ECB Chief Economist Philip R. Lane predicted this Thursday at the opening of the ECB’s 2023 money markets conference that further drawdowns in reserves in the coming years “will put upward pressure on sovereign debt rates and contribute to a tightening of lending.” .
The ECB’s reserves are now falling because the ECB is no longer reinvesting the bonds it purchased under its first major bond purchase program and because banks are repaying ECB debt early.
Lane expects the ECB’s current reduction in the bond market presence and the return of the very cheap liquidity it has been lending to banks for three years to continue in the coming years and therefore there will also be upward pressure on sovereign debt rates and credit contraction. Creation.
According to Lane, these forces could reduce the level of interest rates needed to stabilize inflation as they lower growth rates and inflation expectations.
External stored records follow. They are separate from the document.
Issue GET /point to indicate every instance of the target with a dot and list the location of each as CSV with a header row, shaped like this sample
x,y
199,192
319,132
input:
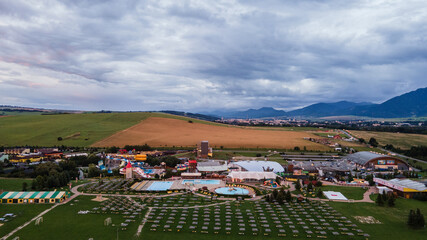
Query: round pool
x,y
232,191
“Of course, the full effect of the decline in central bank reserves depends on the endpoint of this adjustment process, which depends on the future sustainable level of central bank reserves,” Lane said.
The ECB’s chief economist said he expects the adequate level of reserves to be “much higher and more volatile in this new steady state compared with the relatively low levels that prevailed before the global financial crisis.”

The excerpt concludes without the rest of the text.